Abdullah Hasnan Kamaruddin
11 September 2012. New evidence suggests that the senior officials of the Reserve Bank of Australia (RBA) may not have told the full story of how they handled corruption involving two subsidiaries of the bank. The RBA was told in writing in 2007 of bribery and corruption allegations involving Note Printing Australia (NPA) and Securency but did not call in the federal police. Governor Glenn Stevens and his deputy Ric Battellino remained silent about the written 2007 warning for five years, including when grilled before a parliamentary committee. The bank called in the police only after The Age published an article implying corruption in the bank’s two subsidiaries. Last year in Kuala Lumpur, the former assistant governor of Malaysia’s central bank, Mohamad Daud Dol Moin, was charged with taking bribes from a middleman Abdul Kayum in return for handing contracts out to NPA and Securency. Abdul Kayum worked for a Pakistani weapons supplier, Air Weapons Complex, which sells laser-guided bombs. Leading Malaysian investigative reporter R Nadeswaran said that Abdul Kayum used his connections in the powerful UMNO political party, including his partner, politician turned party operative Abdullah Hasnan Kamaruddin.

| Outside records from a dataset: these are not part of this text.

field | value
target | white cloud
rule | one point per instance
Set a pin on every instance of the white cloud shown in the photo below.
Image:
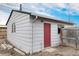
(3, 18)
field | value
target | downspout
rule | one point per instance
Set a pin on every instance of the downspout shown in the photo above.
(32, 33)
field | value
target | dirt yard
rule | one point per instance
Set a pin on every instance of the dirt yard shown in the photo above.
(60, 51)
(57, 51)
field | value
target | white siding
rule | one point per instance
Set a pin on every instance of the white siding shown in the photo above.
(22, 39)
(38, 35)
(55, 40)
(23, 35)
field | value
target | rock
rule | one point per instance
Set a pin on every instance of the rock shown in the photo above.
(9, 46)
(3, 47)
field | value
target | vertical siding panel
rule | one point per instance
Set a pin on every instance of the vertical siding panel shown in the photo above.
(22, 38)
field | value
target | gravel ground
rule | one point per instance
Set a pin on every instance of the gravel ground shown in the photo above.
(60, 51)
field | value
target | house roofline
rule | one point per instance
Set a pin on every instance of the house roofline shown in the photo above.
(48, 19)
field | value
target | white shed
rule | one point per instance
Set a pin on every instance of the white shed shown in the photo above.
(31, 32)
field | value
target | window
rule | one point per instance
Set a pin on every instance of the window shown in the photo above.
(13, 28)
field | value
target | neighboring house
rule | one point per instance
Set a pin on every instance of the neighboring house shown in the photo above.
(3, 32)
(31, 32)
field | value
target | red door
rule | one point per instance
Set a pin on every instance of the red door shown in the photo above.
(47, 34)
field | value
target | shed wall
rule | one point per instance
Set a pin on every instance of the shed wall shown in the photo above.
(23, 35)
(38, 35)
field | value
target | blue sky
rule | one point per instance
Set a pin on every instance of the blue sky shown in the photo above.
(59, 11)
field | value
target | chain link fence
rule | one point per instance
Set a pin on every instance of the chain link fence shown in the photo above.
(70, 37)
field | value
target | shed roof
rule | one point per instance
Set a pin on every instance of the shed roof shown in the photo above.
(48, 18)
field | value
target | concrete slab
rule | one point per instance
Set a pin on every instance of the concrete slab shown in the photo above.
(49, 50)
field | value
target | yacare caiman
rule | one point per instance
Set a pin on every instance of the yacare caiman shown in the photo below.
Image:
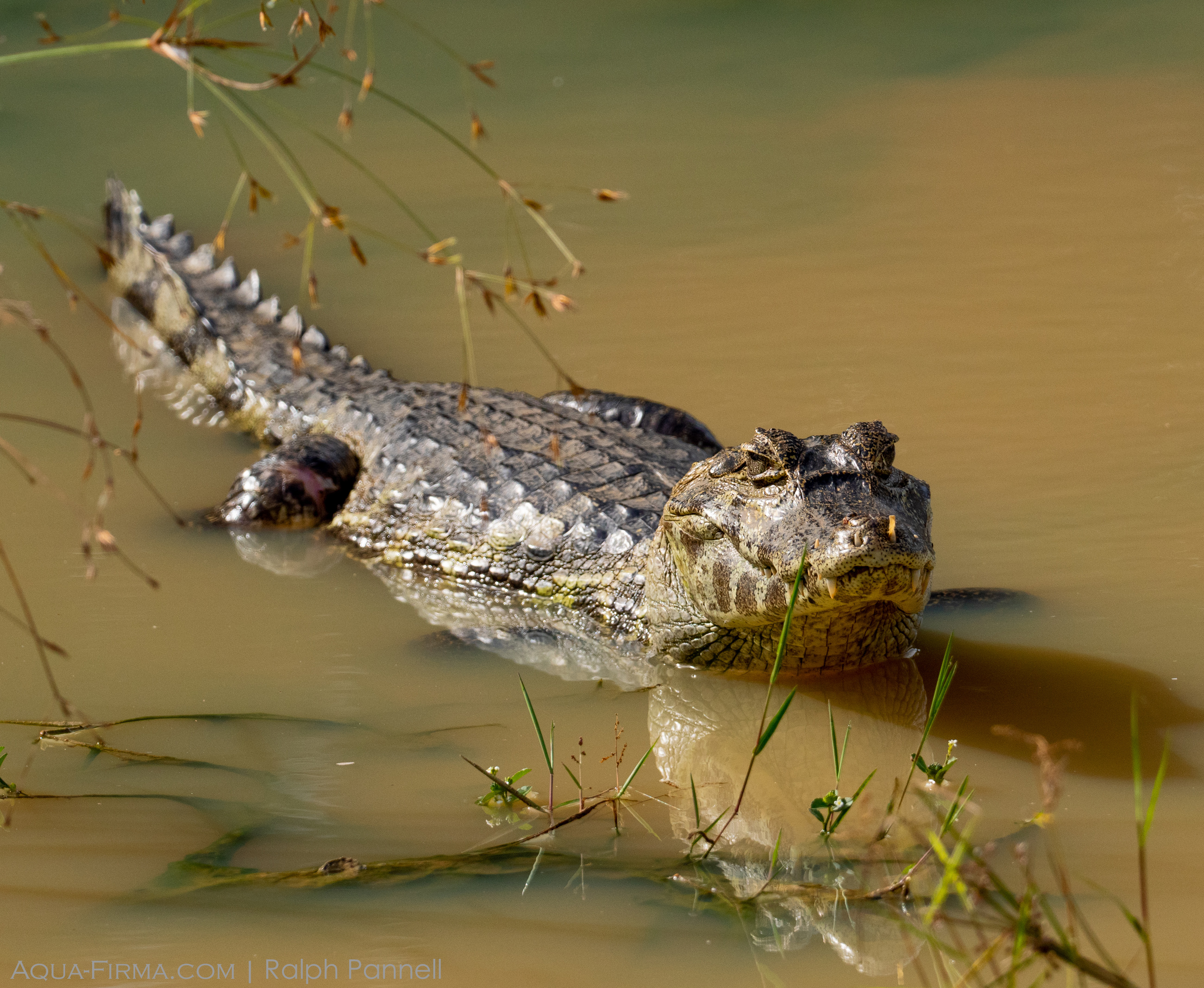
(615, 528)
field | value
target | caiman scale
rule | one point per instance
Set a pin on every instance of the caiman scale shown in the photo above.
(605, 521)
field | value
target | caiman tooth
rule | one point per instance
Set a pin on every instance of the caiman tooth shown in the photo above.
(293, 323)
(161, 228)
(248, 292)
(221, 279)
(314, 339)
(269, 309)
(199, 262)
(180, 246)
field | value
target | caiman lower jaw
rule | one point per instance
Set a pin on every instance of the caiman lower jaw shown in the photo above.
(908, 588)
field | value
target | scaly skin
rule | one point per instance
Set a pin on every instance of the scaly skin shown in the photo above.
(501, 512)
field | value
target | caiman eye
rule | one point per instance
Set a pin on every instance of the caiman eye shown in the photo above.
(697, 527)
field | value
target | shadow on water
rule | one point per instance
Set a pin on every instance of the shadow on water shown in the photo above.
(1058, 694)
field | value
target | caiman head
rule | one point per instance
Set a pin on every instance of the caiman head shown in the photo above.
(740, 526)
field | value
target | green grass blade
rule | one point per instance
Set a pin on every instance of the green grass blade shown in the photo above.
(643, 823)
(707, 828)
(773, 857)
(539, 730)
(836, 754)
(785, 624)
(944, 679)
(954, 808)
(1156, 791)
(639, 767)
(74, 50)
(844, 748)
(773, 724)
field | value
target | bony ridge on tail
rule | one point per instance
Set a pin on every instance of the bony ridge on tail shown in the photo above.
(612, 521)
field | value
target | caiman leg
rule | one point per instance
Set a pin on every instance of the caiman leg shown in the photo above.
(300, 484)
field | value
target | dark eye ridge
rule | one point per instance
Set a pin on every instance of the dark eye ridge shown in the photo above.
(697, 527)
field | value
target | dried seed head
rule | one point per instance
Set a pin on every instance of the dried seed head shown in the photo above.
(332, 216)
(197, 119)
(536, 303)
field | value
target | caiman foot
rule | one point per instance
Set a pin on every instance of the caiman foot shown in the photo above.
(300, 484)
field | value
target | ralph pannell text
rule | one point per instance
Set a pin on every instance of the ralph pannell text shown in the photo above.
(254, 971)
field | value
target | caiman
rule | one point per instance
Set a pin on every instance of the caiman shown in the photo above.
(597, 521)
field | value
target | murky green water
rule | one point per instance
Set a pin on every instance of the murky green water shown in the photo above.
(979, 223)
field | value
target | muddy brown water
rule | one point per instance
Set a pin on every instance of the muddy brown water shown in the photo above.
(983, 226)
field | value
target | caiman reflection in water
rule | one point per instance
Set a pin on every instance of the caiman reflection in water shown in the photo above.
(705, 728)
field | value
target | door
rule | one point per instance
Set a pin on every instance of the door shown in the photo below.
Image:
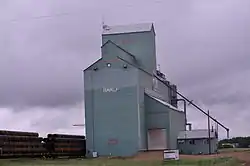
(157, 139)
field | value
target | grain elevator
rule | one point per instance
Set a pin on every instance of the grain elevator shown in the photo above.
(128, 107)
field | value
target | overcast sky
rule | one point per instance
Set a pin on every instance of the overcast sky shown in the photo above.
(202, 46)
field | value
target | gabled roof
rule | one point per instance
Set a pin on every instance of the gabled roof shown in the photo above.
(93, 64)
(119, 29)
(196, 134)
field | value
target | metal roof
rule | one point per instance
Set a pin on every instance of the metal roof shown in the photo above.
(196, 134)
(118, 29)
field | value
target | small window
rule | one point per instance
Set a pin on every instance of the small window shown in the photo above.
(205, 141)
(181, 141)
(125, 66)
(192, 142)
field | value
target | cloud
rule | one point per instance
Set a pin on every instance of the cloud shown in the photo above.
(44, 120)
(202, 46)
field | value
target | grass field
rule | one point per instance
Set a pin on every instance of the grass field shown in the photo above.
(234, 150)
(116, 162)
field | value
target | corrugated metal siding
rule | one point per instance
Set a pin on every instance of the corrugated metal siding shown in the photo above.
(157, 115)
(177, 124)
(110, 113)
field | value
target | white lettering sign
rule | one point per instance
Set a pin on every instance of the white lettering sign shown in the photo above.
(109, 90)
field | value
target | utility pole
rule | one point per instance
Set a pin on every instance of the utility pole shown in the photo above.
(209, 136)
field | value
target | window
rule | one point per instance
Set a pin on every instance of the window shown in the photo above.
(205, 141)
(192, 142)
(181, 141)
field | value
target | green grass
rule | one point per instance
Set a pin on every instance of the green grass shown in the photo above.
(116, 162)
(226, 150)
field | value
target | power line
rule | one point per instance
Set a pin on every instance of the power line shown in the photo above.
(38, 17)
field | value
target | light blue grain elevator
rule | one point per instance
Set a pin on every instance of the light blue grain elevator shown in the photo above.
(128, 108)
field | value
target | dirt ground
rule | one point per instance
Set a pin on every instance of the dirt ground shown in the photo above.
(242, 156)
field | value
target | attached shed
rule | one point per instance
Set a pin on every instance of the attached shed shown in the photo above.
(163, 123)
(197, 142)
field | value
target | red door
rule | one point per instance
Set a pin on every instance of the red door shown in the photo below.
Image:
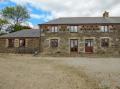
(89, 45)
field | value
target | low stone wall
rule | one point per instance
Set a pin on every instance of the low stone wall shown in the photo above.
(32, 45)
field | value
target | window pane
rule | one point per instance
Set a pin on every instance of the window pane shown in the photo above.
(22, 42)
(105, 42)
(73, 29)
(54, 43)
(10, 42)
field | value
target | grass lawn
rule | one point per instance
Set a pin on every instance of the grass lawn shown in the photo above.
(28, 72)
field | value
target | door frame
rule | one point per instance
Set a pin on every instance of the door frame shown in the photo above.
(77, 45)
(91, 38)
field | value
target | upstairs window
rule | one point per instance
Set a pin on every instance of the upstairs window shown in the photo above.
(104, 29)
(10, 42)
(54, 43)
(73, 28)
(54, 29)
(22, 42)
(105, 42)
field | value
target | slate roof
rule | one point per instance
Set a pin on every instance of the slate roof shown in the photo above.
(22, 33)
(85, 20)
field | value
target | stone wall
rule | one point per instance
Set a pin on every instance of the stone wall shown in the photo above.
(64, 37)
(31, 44)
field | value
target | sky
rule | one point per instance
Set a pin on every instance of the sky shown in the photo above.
(42, 11)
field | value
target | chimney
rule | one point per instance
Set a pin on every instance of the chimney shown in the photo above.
(105, 14)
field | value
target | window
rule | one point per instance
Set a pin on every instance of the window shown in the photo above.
(54, 43)
(22, 42)
(10, 42)
(105, 42)
(73, 29)
(54, 29)
(104, 28)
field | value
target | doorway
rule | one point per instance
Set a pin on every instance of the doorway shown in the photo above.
(89, 45)
(74, 45)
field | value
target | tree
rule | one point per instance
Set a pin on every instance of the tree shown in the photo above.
(2, 23)
(16, 15)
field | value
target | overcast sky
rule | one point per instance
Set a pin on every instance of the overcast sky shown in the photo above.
(45, 10)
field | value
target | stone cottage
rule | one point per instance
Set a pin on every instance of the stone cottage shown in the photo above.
(70, 35)
(24, 41)
(77, 35)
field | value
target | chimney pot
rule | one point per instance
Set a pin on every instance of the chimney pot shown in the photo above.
(105, 14)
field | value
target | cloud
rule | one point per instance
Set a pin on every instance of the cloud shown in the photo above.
(36, 16)
(65, 8)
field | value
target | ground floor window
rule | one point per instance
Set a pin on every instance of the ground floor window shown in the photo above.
(10, 42)
(22, 42)
(54, 43)
(105, 42)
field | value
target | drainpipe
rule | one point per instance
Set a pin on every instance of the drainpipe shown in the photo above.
(40, 39)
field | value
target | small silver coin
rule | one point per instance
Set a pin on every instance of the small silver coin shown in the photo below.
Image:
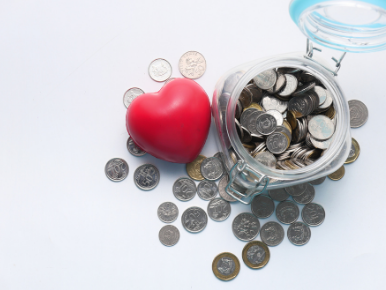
(160, 70)
(133, 148)
(262, 206)
(146, 177)
(184, 189)
(287, 212)
(246, 226)
(207, 190)
(299, 233)
(211, 168)
(169, 235)
(219, 209)
(167, 212)
(194, 219)
(116, 169)
(272, 233)
(130, 95)
(313, 214)
(358, 113)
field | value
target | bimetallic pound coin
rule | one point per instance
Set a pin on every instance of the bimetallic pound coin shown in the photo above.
(299, 233)
(146, 177)
(226, 266)
(194, 219)
(116, 169)
(245, 226)
(169, 235)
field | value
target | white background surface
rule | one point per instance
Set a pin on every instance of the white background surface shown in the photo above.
(64, 66)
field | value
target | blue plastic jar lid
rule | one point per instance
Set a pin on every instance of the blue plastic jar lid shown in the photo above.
(346, 25)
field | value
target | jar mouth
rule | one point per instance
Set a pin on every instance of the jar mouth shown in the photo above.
(340, 104)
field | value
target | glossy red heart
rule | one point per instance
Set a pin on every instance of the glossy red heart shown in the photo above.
(172, 124)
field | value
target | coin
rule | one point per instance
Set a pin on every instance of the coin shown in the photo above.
(116, 169)
(184, 189)
(256, 255)
(287, 212)
(167, 212)
(299, 233)
(358, 113)
(130, 95)
(169, 235)
(192, 65)
(219, 209)
(133, 148)
(272, 233)
(194, 219)
(354, 152)
(207, 190)
(146, 177)
(226, 266)
(313, 214)
(262, 206)
(245, 226)
(194, 168)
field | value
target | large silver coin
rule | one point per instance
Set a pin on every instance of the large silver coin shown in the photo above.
(358, 113)
(169, 235)
(262, 206)
(116, 169)
(219, 209)
(167, 212)
(194, 219)
(133, 148)
(160, 70)
(246, 226)
(211, 168)
(207, 190)
(184, 189)
(272, 233)
(287, 212)
(299, 233)
(146, 177)
(192, 65)
(130, 95)
(313, 214)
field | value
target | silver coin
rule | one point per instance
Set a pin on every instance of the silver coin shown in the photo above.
(262, 206)
(130, 95)
(211, 168)
(194, 219)
(116, 169)
(146, 177)
(299, 233)
(358, 113)
(207, 190)
(313, 214)
(169, 235)
(133, 148)
(287, 212)
(184, 189)
(219, 209)
(167, 212)
(192, 65)
(246, 226)
(321, 127)
(160, 70)
(272, 233)
(266, 79)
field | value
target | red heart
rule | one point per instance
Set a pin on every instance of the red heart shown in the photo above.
(172, 124)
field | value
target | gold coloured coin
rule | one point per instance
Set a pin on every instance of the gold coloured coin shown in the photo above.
(256, 254)
(337, 175)
(354, 152)
(194, 168)
(226, 266)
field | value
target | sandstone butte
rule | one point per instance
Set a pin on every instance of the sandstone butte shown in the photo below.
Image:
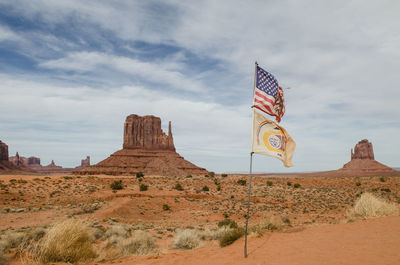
(147, 149)
(363, 160)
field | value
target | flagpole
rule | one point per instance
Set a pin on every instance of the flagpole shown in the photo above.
(251, 169)
(248, 206)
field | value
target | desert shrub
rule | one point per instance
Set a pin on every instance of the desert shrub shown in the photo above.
(186, 239)
(230, 236)
(370, 206)
(68, 242)
(178, 186)
(117, 231)
(242, 182)
(117, 185)
(141, 243)
(227, 222)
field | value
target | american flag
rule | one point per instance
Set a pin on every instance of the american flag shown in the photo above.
(268, 95)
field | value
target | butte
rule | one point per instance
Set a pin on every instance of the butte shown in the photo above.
(146, 149)
(363, 160)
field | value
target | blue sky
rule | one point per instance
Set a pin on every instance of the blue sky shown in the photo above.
(71, 71)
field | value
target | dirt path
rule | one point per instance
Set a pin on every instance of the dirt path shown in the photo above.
(374, 241)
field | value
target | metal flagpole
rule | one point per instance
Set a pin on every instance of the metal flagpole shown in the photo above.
(251, 168)
(248, 206)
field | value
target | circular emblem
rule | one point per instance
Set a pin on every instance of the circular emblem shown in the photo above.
(274, 141)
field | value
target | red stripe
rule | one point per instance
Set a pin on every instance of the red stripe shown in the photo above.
(264, 97)
(262, 104)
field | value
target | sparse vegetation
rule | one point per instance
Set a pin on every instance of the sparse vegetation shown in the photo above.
(230, 236)
(143, 187)
(186, 239)
(178, 186)
(368, 206)
(242, 182)
(67, 242)
(117, 185)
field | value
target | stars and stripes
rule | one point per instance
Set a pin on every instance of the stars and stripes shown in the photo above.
(268, 95)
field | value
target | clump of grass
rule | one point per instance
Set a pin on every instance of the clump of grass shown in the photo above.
(230, 236)
(368, 206)
(143, 187)
(117, 185)
(227, 222)
(141, 243)
(68, 242)
(242, 182)
(178, 186)
(186, 239)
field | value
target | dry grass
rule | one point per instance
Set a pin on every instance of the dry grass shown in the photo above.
(368, 206)
(66, 242)
(187, 239)
(125, 244)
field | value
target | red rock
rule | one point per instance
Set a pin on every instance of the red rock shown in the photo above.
(362, 160)
(147, 149)
(363, 150)
(3, 151)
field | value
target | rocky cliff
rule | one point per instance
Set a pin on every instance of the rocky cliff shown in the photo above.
(147, 149)
(3, 151)
(363, 160)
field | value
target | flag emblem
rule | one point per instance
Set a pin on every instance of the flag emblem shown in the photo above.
(268, 95)
(271, 139)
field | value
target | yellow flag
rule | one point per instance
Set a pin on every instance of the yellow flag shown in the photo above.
(268, 138)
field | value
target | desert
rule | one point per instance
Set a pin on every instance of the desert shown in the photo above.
(167, 132)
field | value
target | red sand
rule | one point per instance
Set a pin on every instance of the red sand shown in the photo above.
(374, 241)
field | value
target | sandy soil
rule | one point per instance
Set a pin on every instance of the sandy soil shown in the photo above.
(374, 241)
(313, 206)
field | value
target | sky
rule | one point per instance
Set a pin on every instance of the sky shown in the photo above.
(71, 71)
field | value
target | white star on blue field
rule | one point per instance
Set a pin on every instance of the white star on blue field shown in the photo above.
(71, 71)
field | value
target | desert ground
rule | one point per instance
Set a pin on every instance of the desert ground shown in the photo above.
(294, 219)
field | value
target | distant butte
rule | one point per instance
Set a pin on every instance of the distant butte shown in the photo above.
(147, 149)
(363, 160)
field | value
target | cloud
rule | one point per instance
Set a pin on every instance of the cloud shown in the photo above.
(192, 63)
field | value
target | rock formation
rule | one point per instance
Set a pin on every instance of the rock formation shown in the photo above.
(363, 160)
(147, 149)
(3, 151)
(363, 150)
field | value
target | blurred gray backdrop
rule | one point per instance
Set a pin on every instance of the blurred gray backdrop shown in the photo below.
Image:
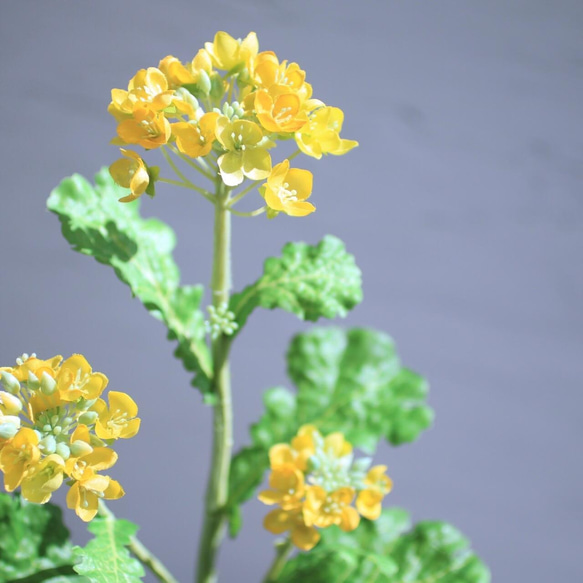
(463, 208)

Former Malaysian central bank assistant governor Mohamad Daud Dol Moin
It would appear that senior serving and former Reserve Bank officials not only knew of Kayum’s highly suspect dealings and failed to stop them, but even approved payments to Kayum after he was sacked over corruption concerns. A highly guarded Project Exocet was set up to pay Abdul Kayum 20% commission on the value of the multi-million contract to print plastic notes to replace paper currency notes. Between 2003 and 2007 Kayum received more than $3 million from NPA. Some NPA insiders considered this amount excessive. In September 2007, NPA Board heard that that Securency was planning to pay Kayum a secret commission, worth $492,000, hidden in an inflated bank-note contract. Kayum wanted yet more money from RBA. So two months later Kayum got his partner, Kamaruddin, to write directly to the Reserve Bank. His letter to Mr Campbell included a none-too-subtle reminder of why Kayum and Kamaruddin had been hired by the RBA firms in the first place. “Dear Sir,” the letter said, “I managed to personally convince my prime minister/finance minister and the Malaysian cabinet to accept and adopt polymer bank note technology.” The RBA did not call the police; instead, in 2008 Kayum got a further $600,000 payment from NPA, which was made yet again with the knowledge of senior serving and former RBA officials. Greens MP Adam Bandt said “If these revelations are true, it really strengthens call for a full royal commission into who knew what when at the highest level of the RBA.” In his statement to the House of Representatives Economics Committee on August 24, the governor said that the bank was taking steps to seek the permission of the court to allow the bank to table a broad range of relevant documents. The Governor Stevens maintains that the bank’s executives acted in good faith and with integrity. It is completely without foundation to suggest otherwise.